I calculated the total area of three soil types (Arenosols, Solonetz and Solonchack) and dune sand based on the fractional coverage as well as the dominant soil type:

dominant fractional
Arenosol 957 442
Dune sand 357 280
Solonchack 128 88
Solonetz 204 140

And another drawback comes up, once you look at the distribution of the soils. The color code in the following map is the fractional coverage and the black lines are around regions, where the soil type is defined as dominant. The Arenosol (upper panel) stops at the Egyptian border and is dune sand (lower panel) in Lybia. That’s because at the Arenosols were not defined in the DSMW, which is the source for the soil definition in most of the Sahara region.
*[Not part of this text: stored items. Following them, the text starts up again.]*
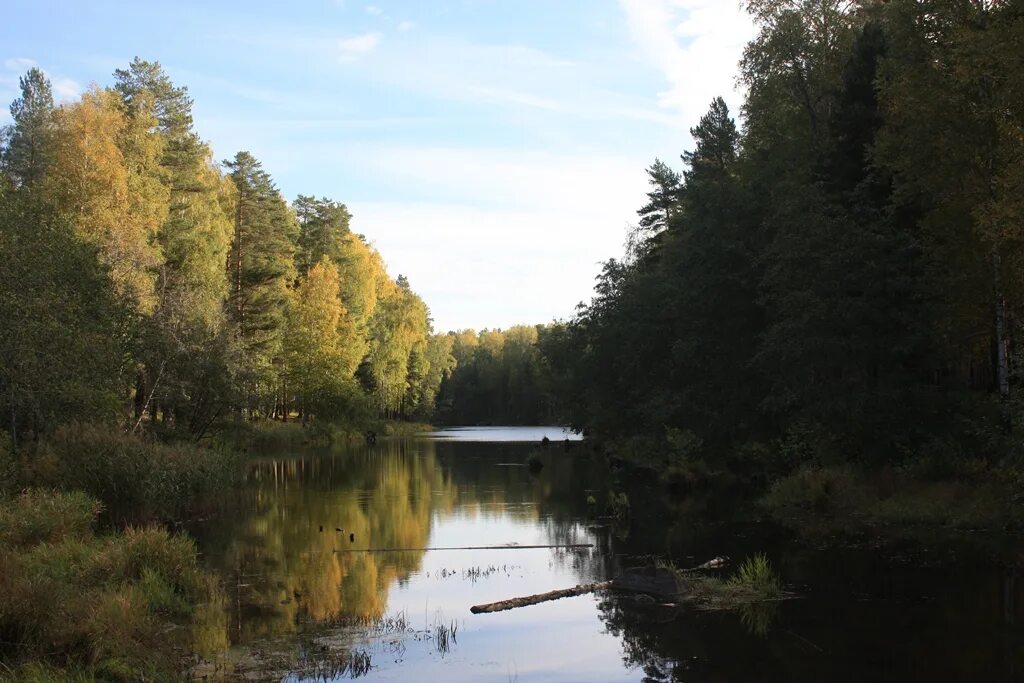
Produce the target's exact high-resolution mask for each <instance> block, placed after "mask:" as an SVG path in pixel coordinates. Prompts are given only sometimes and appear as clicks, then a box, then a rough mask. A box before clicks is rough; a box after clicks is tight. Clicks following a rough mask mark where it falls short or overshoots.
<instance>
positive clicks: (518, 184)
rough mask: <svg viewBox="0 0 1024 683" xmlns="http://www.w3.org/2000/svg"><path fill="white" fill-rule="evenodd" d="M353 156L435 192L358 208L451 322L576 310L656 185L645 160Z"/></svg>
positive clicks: (432, 306)
mask: <svg viewBox="0 0 1024 683" xmlns="http://www.w3.org/2000/svg"><path fill="white" fill-rule="evenodd" d="M350 154H351V155H352V158H353V161H354V162H355V163H358V164H360V165H362V166H364V167H365V168H366V172H367V173H368V174H372V175H374V176H375V177H379V178H381V181H382V182H386V183H391V184H393V185H394V186H395V188H398V187H402V186H404V187H409V186H415V187H417V188H419V189H420V190H421V191H423V193H424V194H425V195H427V196H430V197H433V198H434V199H432V200H431V201H429V202H415V201H408V200H407V201H395V202H366V203H364V202H358V201H356V202H351V203H349V208H351V210H352V212H353V215H354V219H353V220H354V222H353V226H354V227H355V229H356V230H358V231H360V232H366V233H367V234H370V236H372V237H373V239H374V241H375V242H376V244H377V246H378V248H379V249H380V250H381V253H382V254H383V255H384V256H385V258H386V259H387V262H388V266H389V269H390V270H391V272H392V273H397V272H401V273H404V274H406V275H408V276H409V278H410V279H411V281H412V283H413V286H414V287H415V288H416V289H417V291H418V292H420V293H421V294H423V296H424V297H425V299H426V300H427V301H428V302H430V305H431V310H432V312H433V315H434V319H435V321H436V327H437V328H438V329H440V330H447V329H454V328H459V327H465V326H467V325H474V326H476V327H478V328H480V327H508V326H509V325H513V324H516V323H521V322H523V321H530V322H538V323H540V322H545V321H550V319H552V318H554V317H559V316H561V317H564V316H566V315H569V314H571V312H572V310H573V308H574V306H575V304H577V303H579V302H580V301H582V300H585V299H589V298H590V296H591V291H592V285H593V282H594V275H595V273H596V272H597V270H598V263H599V262H600V261H602V260H604V259H607V258H609V257H611V256H614V255H616V254H618V253H621V251H622V244H623V240H624V237H625V227H626V225H627V223H628V222H630V221H632V220H633V219H634V218H635V215H636V214H635V210H636V207H638V206H640V205H641V203H642V199H643V193H644V191H645V189H646V181H645V177H644V172H643V163H642V161H641V160H640V159H633V158H621V157H614V156H607V155H574V154H555V153H547V152H536V151H535V152H528V151H516V150H508V148H496V147H492V148H478V147H474V148H469V147H426V146H424V147H419V146H402V147H397V146H393V147H389V148H373V150H369V148H368V150H353V151H350ZM585 198H593V200H587V199H585ZM439 244H442V245H444V248H443V249H438V248H437V245H439ZM426 253H429V254H430V255H431V256H430V258H429V259H425V258H424V257H423V255H424V254H426ZM439 273H443V274H442V275H440V276H439ZM510 292H515V296H510V295H509V293H510ZM495 302H501V305H495Z"/></svg>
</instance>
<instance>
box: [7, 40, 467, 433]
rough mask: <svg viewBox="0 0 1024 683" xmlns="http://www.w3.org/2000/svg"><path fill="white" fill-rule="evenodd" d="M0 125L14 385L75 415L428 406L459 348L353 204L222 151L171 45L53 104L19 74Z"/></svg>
mask: <svg viewBox="0 0 1024 683" xmlns="http://www.w3.org/2000/svg"><path fill="white" fill-rule="evenodd" d="M20 89H22V94H20V96H19V97H18V98H17V99H16V100H15V101H14V102H13V103H12V104H11V106H10V113H11V117H12V119H13V122H12V124H11V125H9V126H7V127H6V128H5V129H4V130H3V135H2V138H0V263H3V267H2V268H0V318H2V319H3V321H5V325H4V326H2V329H0V405H2V410H3V413H4V414H5V416H6V418H7V420H5V423H6V424H4V425H3V427H2V429H3V430H5V431H8V432H9V435H10V437H11V439H12V442H13V443H14V444H15V446H16V444H17V441H18V439H19V438H24V437H26V436H33V435H38V434H40V433H42V432H45V431H47V430H49V429H51V428H53V427H54V426H56V425H59V424H61V423H67V422H71V421H106V422H111V421H120V422H121V423H123V424H125V425H126V426H127V427H129V428H130V429H137V428H138V427H139V426H140V425H141V424H143V422H145V424H147V425H156V424H160V425H162V426H166V427H167V428H168V429H172V430H174V431H175V432H178V433H180V434H183V435H188V436H190V437H193V438H199V437H202V436H203V435H204V434H206V433H208V431H209V429H210V427H211V425H213V424H215V423H216V422H217V421H219V420H223V419H227V418H231V417H236V418H245V419H261V418H263V419H265V418H278V419H281V420H288V419H290V418H292V419H302V420H304V421H308V420H310V419H313V420H348V421H358V420H365V419H367V417H368V416H375V417H376V416H380V417H385V418H423V417H428V416H429V415H430V413H431V411H432V409H433V404H434V398H435V396H436V393H437V391H438V389H439V387H440V383H441V378H442V377H443V376H444V375H445V374H447V373H450V372H451V370H452V368H453V364H454V358H453V356H452V355H451V353H450V348H451V345H450V344H449V341H447V339H446V337H444V336H435V335H433V334H432V330H431V323H430V316H429V310H428V308H427V306H426V304H425V303H424V301H423V300H422V299H421V298H420V297H419V296H418V295H417V294H416V293H415V292H414V291H413V290H412V288H411V286H410V283H409V281H408V280H407V279H404V278H402V276H401V275H399V276H398V278H397V279H391V278H390V276H389V275H388V273H387V272H386V270H385V266H384V262H383V260H382V258H381V256H380V254H379V253H378V252H377V251H376V250H375V249H374V248H373V246H372V245H371V244H370V243H369V242H368V240H367V239H366V238H365V237H364V236H361V234H357V233H355V232H353V231H352V229H351V227H350V221H351V218H352V217H351V215H350V213H349V212H348V210H347V209H346V207H345V205H344V204H341V203H339V202H336V201H333V200H330V199H326V198H321V199H317V198H315V197H309V196H302V195H300V196H299V197H297V198H296V199H295V201H293V202H291V203H289V202H287V201H286V200H285V199H284V198H283V197H282V195H281V191H280V190H279V189H278V188H276V186H275V185H274V182H273V180H272V178H271V176H270V175H269V173H268V172H267V171H266V170H264V169H263V167H262V165H261V164H260V162H259V161H258V160H257V159H255V158H254V157H253V156H252V155H251V154H249V153H247V152H240V153H238V154H237V155H236V156H234V157H233V158H232V159H230V160H227V161H224V162H223V163H221V164H218V163H216V162H214V160H213V157H212V152H211V150H210V147H209V145H208V144H207V143H205V142H204V141H203V140H202V139H201V138H200V136H199V134H198V133H197V131H196V130H195V127H194V122H193V115H191V105H193V101H191V99H190V98H189V96H188V93H187V90H186V88H184V87H180V86H177V85H175V84H173V83H172V81H171V80H170V79H169V78H168V76H167V74H166V73H165V72H164V71H163V69H162V68H161V67H160V65H159V63H157V62H150V61H144V60H142V59H139V58H136V59H135V60H134V61H132V62H131V65H130V66H128V68H126V69H124V70H118V71H116V72H115V74H114V85H113V86H112V87H108V88H100V87H95V86H94V87H92V88H91V89H89V90H88V91H86V92H85V93H84V94H82V96H81V98H80V99H78V100H76V101H72V102H67V103H62V104H59V105H58V104H55V103H54V99H53V95H52V89H51V87H50V83H49V82H48V80H47V78H46V76H45V75H44V73H43V72H42V71H40V70H39V69H32V70H30V71H29V72H28V73H27V74H26V75H25V76H24V77H23V78H22V79H20Z"/></svg>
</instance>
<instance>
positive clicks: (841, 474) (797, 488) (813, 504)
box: [761, 467, 862, 512]
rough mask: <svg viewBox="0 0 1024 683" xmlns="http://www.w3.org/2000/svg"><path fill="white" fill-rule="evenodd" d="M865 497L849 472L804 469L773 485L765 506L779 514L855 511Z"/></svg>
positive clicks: (763, 499)
mask: <svg viewBox="0 0 1024 683" xmlns="http://www.w3.org/2000/svg"><path fill="white" fill-rule="evenodd" d="M861 493H862V492H861V490H860V485H859V484H858V483H857V479H856V477H855V476H854V474H853V472H852V471H851V470H849V469H848V468H843V467H833V468H822V467H804V468H802V469H801V470H799V471H798V472H796V473H795V474H792V475H791V476H787V477H785V478H784V479H779V480H778V481H776V482H775V483H774V484H772V486H771V488H770V489H769V490H768V494H767V495H766V496H765V497H764V498H763V499H761V502H762V504H764V505H765V506H766V507H768V508H771V509H773V510H777V511H800V510H803V511H806V510H814V511H817V512H828V511H835V510H839V509H846V508H850V507H852V506H853V505H854V503H855V502H856V501H857V500H858V499H859V498H860V497H861Z"/></svg>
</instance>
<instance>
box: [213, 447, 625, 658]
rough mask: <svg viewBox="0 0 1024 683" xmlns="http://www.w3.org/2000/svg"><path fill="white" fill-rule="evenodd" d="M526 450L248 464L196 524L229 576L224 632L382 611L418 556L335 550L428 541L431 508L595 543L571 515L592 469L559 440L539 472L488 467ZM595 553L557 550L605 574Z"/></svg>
mask: <svg viewBox="0 0 1024 683" xmlns="http://www.w3.org/2000/svg"><path fill="white" fill-rule="evenodd" d="M526 452H527V450H526V449H524V446H523V445H522V444H499V443H444V442H440V443H435V442H431V441H412V442H410V441H396V440H395V441H391V440H388V441H382V442H380V443H378V444H376V445H374V446H372V447H370V449H360V450H355V451H352V452H346V453H331V452H325V453H318V454H312V453H307V454H305V455H301V456H296V457H289V458H282V459H264V460H260V461H258V462H256V463H254V464H253V466H252V469H251V472H250V475H249V478H248V481H247V483H246V485H245V486H244V487H243V488H242V490H240V492H239V493H238V497H239V499H240V500H238V501H237V502H236V503H234V504H233V505H231V506H225V508H229V509H225V511H224V513H223V514H224V516H222V517H220V518H218V519H217V520H216V522H215V523H211V524H209V525H207V526H204V527H202V528H199V529H197V530H196V535H197V536H198V537H199V539H200V543H201V547H202V548H203V549H204V551H205V553H206V555H207V556H208V557H209V558H210V560H209V561H210V562H211V563H213V564H215V566H216V568H217V569H218V570H219V571H220V573H221V575H222V577H224V579H225V583H226V584H227V586H226V588H227V590H228V592H229V594H230V597H229V604H228V607H229V609H230V611H231V638H232V640H234V641H236V642H239V641H249V640H252V639H254V638H266V637H271V636H275V635H280V634H287V633H292V632H294V631H296V630H297V628H298V625H300V624H301V623H303V622H307V621H308V622H313V623H317V624H322V623H327V622H346V621H350V620H374V618H377V617H379V616H381V615H382V614H384V612H385V610H386V607H387V604H386V602H387V594H388V591H389V589H390V588H391V587H392V586H393V585H394V584H395V583H397V582H401V581H404V580H407V579H408V578H409V577H410V574H411V573H413V572H414V571H416V570H417V569H418V567H419V566H420V563H421V562H422V559H423V553H422V552H401V553H345V552H343V553H337V552H334V551H335V550H350V549H360V548H368V547H374V548H424V547H426V546H427V545H428V543H429V538H430V528H431V522H432V520H433V518H434V516H435V515H439V516H442V517H443V516H449V515H455V514H458V515H460V516H463V517H468V518H473V517H476V516H480V517H488V516H496V517H497V516H504V517H512V518H515V519H518V520H521V521H527V522H532V523H537V524H540V525H541V526H542V527H543V528H544V529H545V531H546V536H547V537H548V539H549V542H550V543H553V544H570V543H587V542H592V541H593V540H594V538H593V532H592V531H590V530H588V529H587V527H586V525H585V524H582V523H580V521H579V520H580V519H581V518H584V517H585V512H586V493H585V490H586V489H587V488H588V486H592V485H593V486H598V485H599V484H598V483H597V482H596V480H595V478H594V477H595V475H594V474H593V472H592V470H593V469H594V468H593V467H592V466H590V465H589V464H588V463H587V462H586V461H584V460H583V459H578V458H571V457H562V456H563V454H562V453H561V451H560V450H555V449H553V450H552V452H551V453H550V454H547V455H545V460H546V461H547V465H548V466H547V467H546V468H545V470H544V472H542V473H541V475H540V476H532V475H530V474H529V473H528V472H527V471H526V469H525V468H524V467H496V466H495V465H496V464H497V463H522V462H523V461H524V459H525V455H526ZM321 526H323V527H324V530H323V531H321V530H319V529H321ZM336 527H341V528H343V529H344V532H341V533H339V532H338V531H336V530H335V528H336ZM349 533H354V535H355V543H354V544H352V543H350V542H349V537H348V535H349ZM604 542H605V543H606V540H605V541H604ZM603 556H604V553H569V552H560V553H556V555H555V557H556V561H558V562H566V563H571V564H572V566H574V567H575V568H577V570H578V571H579V572H580V573H581V575H584V574H586V575H593V577H596V575H598V574H600V573H601V572H602V571H603V568H602V567H601V566H599V565H598V564H596V561H597V560H598V558H600V557H603Z"/></svg>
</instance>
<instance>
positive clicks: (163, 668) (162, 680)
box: [0, 490, 226, 681]
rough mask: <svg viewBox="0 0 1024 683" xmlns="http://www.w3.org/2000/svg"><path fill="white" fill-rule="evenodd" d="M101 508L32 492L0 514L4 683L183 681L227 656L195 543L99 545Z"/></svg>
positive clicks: (108, 543) (83, 495) (7, 508)
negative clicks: (201, 655)
mask: <svg viewBox="0 0 1024 683" xmlns="http://www.w3.org/2000/svg"><path fill="white" fill-rule="evenodd" d="M101 507H102V506H101V504H100V503H99V502H98V501H96V500H95V499H93V498H91V497H89V496H87V495H85V494H82V493H77V492H76V493H58V492H43V490H30V492H28V493H25V494H20V495H18V496H16V497H14V498H12V499H10V500H8V501H6V502H3V503H0V642H2V644H0V680H7V681H33V680H36V681H62V680H75V681H92V680H108V681H138V680H150V681H176V680H180V679H181V677H182V676H183V675H184V672H183V660H184V659H183V655H184V654H186V653H189V652H196V653H202V654H204V655H207V656H209V655H211V654H213V653H214V652H216V651H218V650H220V649H222V648H224V647H225V646H226V617H225V615H224V614H225V612H224V611H223V609H222V606H221V597H220V595H219V593H218V590H217V584H216V581H215V580H214V578H213V577H211V575H209V574H207V573H206V572H204V571H203V570H202V569H200V567H199V565H198V562H197V557H196V547H195V545H194V544H193V542H191V541H190V540H189V539H188V538H186V537H184V536H178V535H171V533H169V532H168V531H166V530H164V529H162V528H159V527H155V526H154V527H146V528H127V529H125V530H124V531H121V532H116V533H111V535H105V536H97V535H96V533H95V532H94V528H95V523H96V517H97V515H98V514H99V512H100V510H101Z"/></svg>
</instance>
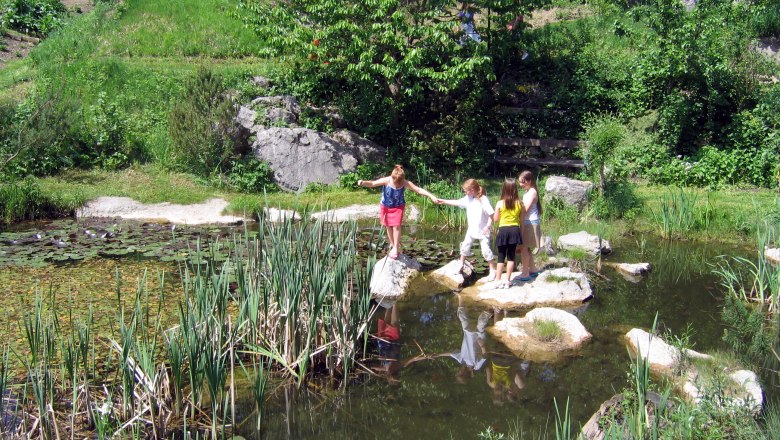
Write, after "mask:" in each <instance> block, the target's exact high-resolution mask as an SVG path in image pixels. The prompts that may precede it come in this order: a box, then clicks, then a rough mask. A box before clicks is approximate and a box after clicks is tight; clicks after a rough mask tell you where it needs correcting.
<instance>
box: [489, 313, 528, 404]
mask: <svg viewBox="0 0 780 440" xmlns="http://www.w3.org/2000/svg"><path fill="white" fill-rule="evenodd" d="M507 315H508V311H507V310H506V309H503V310H502V309H499V308H497V307H496V308H494V309H493V318H494V319H493V322H494V324H495V323H496V322H498V321H500V320H501V319H503V318H505V317H506V316H507ZM486 354H487V362H486V365H485V380H486V381H487V385H488V387H490V389H491V390H492V399H493V405H496V406H502V405H504V403H514V402H517V401H518V400H519V398H520V394H521V391H522V390H523V389H524V388H525V379H524V378H525V377H526V376H528V371H529V370H530V368H531V363H530V362H529V361H525V360H522V359H518V358H517V357H516V356H514V355H513V354H511V353H507V352H497V351H488V352H487V353H486Z"/></svg>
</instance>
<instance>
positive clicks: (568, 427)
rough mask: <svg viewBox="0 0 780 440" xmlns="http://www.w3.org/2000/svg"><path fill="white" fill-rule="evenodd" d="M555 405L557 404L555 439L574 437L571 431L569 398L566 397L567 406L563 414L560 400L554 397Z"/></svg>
mask: <svg viewBox="0 0 780 440" xmlns="http://www.w3.org/2000/svg"><path fill="white" fill-rule="evenodd" d="M553 406H555V439H556V440H569V439H571V438H573V437H572V435H573V434H572V432H571V419H570V418H569V415H570V413H569V399H568V398H567V399H566V406H565V407H564V409H563V415H562V416H561V411H560V409H559V408H558V400H556V399H555V398H553Z"/></svg>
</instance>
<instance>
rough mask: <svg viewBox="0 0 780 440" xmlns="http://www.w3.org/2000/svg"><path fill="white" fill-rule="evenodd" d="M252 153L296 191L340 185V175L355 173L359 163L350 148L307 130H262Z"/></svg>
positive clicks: (257, 138)
mask: <svg viewBox="0 0 780 440" xmlns="http://www.w3.org/2000/svg"><path fill="white" fill-rule="evenodd" d="M252 150H254V154H255V156H256V157H257V158H258V159H260V160H263V161H265V162H267V163H268V164H269V165H270V167H271V169H273V170H274V180H275V181H276V183H277V184H279V186H281V187H283V188H286V189H290V190H293V191H297V190H301V189H303V188H305V187H306V185H308V184H309V183H323V184H327V185H331V184H334V183H337V182H338V181H339V175H340V174H342V173H346V172H351V171H354V170H355V167H356V166H357V164H358V160H357V159H356V158H355V156H353V155H352V152H351V151H350V150H349V149H347V148H345V147H344V146H343V145H341V144H340V143H338V142H336V141H334V140H333V139H331V138H330V137H328V136H327V135H325V134H324V133H320V132H318V131H314V130H309V129H308V128H284V127H272V128H269V129H268V130H263V131H260V132H258V133H257V138H256V140H255V142H254V143H253V144H252Z"/></svg>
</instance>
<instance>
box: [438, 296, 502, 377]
mask: <svg viewBox="0 0 780 440" xmlns="http://www.w3.org/2000/svg"><path fill="white" fill-rule="evenodd" d="M456 296H457V298H458V309H457V312H456V314H457V317H458V320H459V321H460V326H461V330H463V339H462V340H461V344H460V350H457V351H452V352H444V353H439V354H438V355H436V356H437V357H441V356H448V357H451V358H453V359H455V361H456V362H458V369H457V371H456V373H455V382H456V383H459V384H464V383H466V382H467V381H468V380H469V379H471V378H472V377H474V373H475V372H477V371H479V370H480V369H481V368H482V366H483V365H485V361H486V358H485V354H486V349H485V328H486V327H487V325H488V323H489V322H490V318H491V317H492V316H493V313H492V311H488V310H483V311H482V312H481V313H479V315H477V316H476V319H474V321H471V320H470V319H469V316H468V311H467V310H466V308H465V307H464V306H463V297H462V296H461V295H456ZM472 319H473V318H472Z"/></svg>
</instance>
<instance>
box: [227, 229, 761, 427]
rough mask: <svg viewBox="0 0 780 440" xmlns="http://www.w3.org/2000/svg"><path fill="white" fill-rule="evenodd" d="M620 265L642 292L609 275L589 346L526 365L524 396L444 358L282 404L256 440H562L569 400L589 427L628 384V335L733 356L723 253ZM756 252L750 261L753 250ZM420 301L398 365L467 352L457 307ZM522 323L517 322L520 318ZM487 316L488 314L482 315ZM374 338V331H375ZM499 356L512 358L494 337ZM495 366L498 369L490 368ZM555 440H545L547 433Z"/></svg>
mask: <svg viewBox="0 0 780 440" xmlns="http://www.w3.org/2000/svg"><path fill="white" fill-rule="evenodd" d="M613 248H614V249H616V250H615V252H613V254H612V255H610V256H609V260H610V261H617V262H650V263H652V264H653V267H654V269H653V272H652V273H651V274H650V275H648V276H646V277H645V278H644V279H642V280H640V281H639V282H637V283H634V282H631V281H628V280H625V279H624V278H623V277H621V276H620V275H619V274H618V273H617V272H615V271H614V270H611V269H605V270H604V271H603V273H604V275H605V276H606V277H607V278H609V281H607V280H603V279H598V278H597V279H596V280H595V281H594V299H593V300H591V301H590V302H589V303H587V304H585V305H583V306H581V307H579V308H578V309H576V310H575V313H576V314H577V315H578V316H579V318H580V320H581V321H582V323H583V325H584V326H585V327H586V328H587V329H588V330H589V331H590V332H591V333H592V334H593V339H592V340H591V342H590V343H588V344H587V345H585V347H584V348H583V349H582V350H581V351H580V352H578V353H577V355H576V356H575V357H570V358H568V359H565V360H563V361H561V362H558V363H549V364H530V365H529V364H528V363H525V364H523V362H522V361H521V360H517V362H518V363H519V364H520V366H519V368H518V370H519V371H521V372H522V382H523V385H524V387H523V388H522V389H521V390H520V391H519V392H518V393H516V394H514V395H507V394H506V393H505V394H504V395H501V393H496V392H494V391H493V389H492V388H491V387H490V386H489V384H488V379H487V374H486V371H485V370H486V368H481V369H479V370H477V371H475V372H474V373H473V376H469V377H465V378H463V377H458V369H459V365H458V362H457V361H456V360H455V359H454V358H452V357H450V356H443V357H439V358H435V359H431V360H423V361H420V362H416V363H414V364H411V365H409V366H407V367H405V368H403V369H402V370H401V371H399V372H398V373H397V375H396V377H397V382H396V381H393V382H390V381H388V380H386V379H385V378H384V377H376V378H372V379H371V380H369V381H367V382H366V383H364V384H362V385H360V386H355V387H351V388H350V389H349V390H348V392H347V393H346V395H340V394H326V395H322V394H320V393H298V394H294V393H281V396H280V398H279V399H277V400H274V401H272V404H271V405H269V406H268V407H267V408H266V411H267V412H266V418H265V419H264V424H265V426H264V433H263V435H260V436H258V435H256V434H254V433H252V432H251V430H249V431H248V432H243V433H242V434H243V435H245V436H247V437H254V438H296V439H304V438H312V439H313V438H333V439H335V438H365V439H372V438H388V437H394V438H453V439H476V438H479V433H480V432H482V431H484V430H485V429H486V428H487V427H491V428H492V429H493V430H494V431H497V432H507V431H508V430H510V429H511V430H513V431H518V430H519V432H523V433H525V434H526V435H528V436H530V437H532V438H536V437H537V436H538V435H539V434H543V437H548V438H549V437H552V438H555V426H554V418H555V407H554V405H553V399H556V400H557V401H558V404H559V405H560V407H561V410H562V409H563V407H564V406H565V404H566V400H567V398H568V399H569V405H570V410H571V417H572V426H575V427H577V426H580V425H581V424H584V423H585V422H586V421H587V420H588V418H590V416H591V415H592V414H593V413H594V412H595V410H596V409H598V407H599V405H600V404H601V403H602V402H604V401H605V400H607V399H609V398H610V397H611V396H613V395H614V394H616V392H618V391H619V390H621V389H622V388H623V387H624V386H625V385H626V379H627V376H626V375H627V373H628V372H629V370H630V358H629V355H628V353H627V351H626V346H625V344H624V342H623V339H622V337H623V335H625V333H626V332H627V331H628V330H630V329H631V328H632V327H641V328H646V329H649V328H650V327H651V326H652V325H653V320H654V317H655V314H656V313H658V321H659V328H661V329H662V331H670V332H672V333H673V334H677V335H680V334H682V333H683V332H685V331H686V330H687V329H688V327H689V326H690V329H692V340H693V342H694V343H695V346H694V348H695V349H697V350H700V351H704V352H706V351H709V350H712V349H722V348H725V347H724V346H723V343H722V341H721V337H722V334H723V328H722V325H721V324H720V317H719V316H720V309H721V300H720V298H719V293H718V288H717V279H716V278H715V277H714V276H713V275H712V274H711V267H710V266H709V264H711V263H712V262H714V261H715V258H716V257H717V256H718V255H721V254H723V249H722V248H720V247H719V246H718V245H702V244H693V243H680V242H677V243H670V242H662V241H659V242H652V243H645V244H644V245H642V243H641V242H640V241H639V240H634V239H625V240H619V241H616V242H613ZM744 252H746V251H744ZM413 290H416V291H417V292H416V295H415V296H414V297H413V298H411V299H409V300H405V301H402V302H399V303H398V304H397V307H398V315H399V322H400V333H401V347H400V354H399V355H398V357H399V358H400V359H402V360H403V359H407V358H411V357H414V356H416V355H418V354H420V353H421V351H423V352H425V353H427V354H434V353H448V352H455V351H459V350H460V347H461V342H462V339H463V331H462V326H461V322H460V320H459V318H458V316H457V311H458V298H457V296H456V295H455V294H454V293H453V292H451V291H447V290H441V289H437V288H436V287H435V285H431V284H429V283H426V282H425V281H424V280H419V281H418V286H413ZM464 309H465V311H466V315H467V317H468V318H469V319H470V325H471V326H472V329H473V326H474V325H476V321H477V320H478V319H479V315H480V314H483V313H486V314H488V315H490V318H489V323H488V325H491V323H492V322H493V321H494V320H495V319H500V318H501V317H502V316H503V315H504V314H503V312H502V311H499V313H498V317H497V316H496V312H495V311H494V310H483V309H481V308H480V307H478V306H476V305H473V304H472V305H468V304H467V305H465V307H464ZM523 314H524V312H509V313H508V316H522V315H523ZM483 316H484V315H483ZM372 330H373V332H376V326H374V327H373V329H372ZM486 348H487V351H488V352H489V353H490V352H492V353H505V352H507V350H506V348H504V347H502V346H501V344H500V343H498V342H497V341H495V340H492V339H491V337H490V335H489V334H488V335H487V337H486ZM488 362H490V359H488ZM545 432H546V434H545Z"/></svg>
And this brings me to my next criticism. If you properly extract the high resolution texture (in the following I will concentrate on sand only). And caculate a wheighted mean of all subsoil types per pixel, you also see the artefact of the different source databases:

Those pixel fractions defined as dune sand in the DSMW source regions didn’t even get any texture information in the HWSD_DATA table. However, the mean sand content of all Arenosols is 90% and if I give the dune sand this texture property and recalculate the sand content my map looks much better:

My overall conclusion hereafter is, using the HWSD as input for global applications is much to complicated and not straight forward. If you want to have a consistent dataset of global soil properties one should stick to the older DSMW or IRIC-WISE data. Nevertheless, I am also looking forward to soilgrids a new dataset of global soil properties.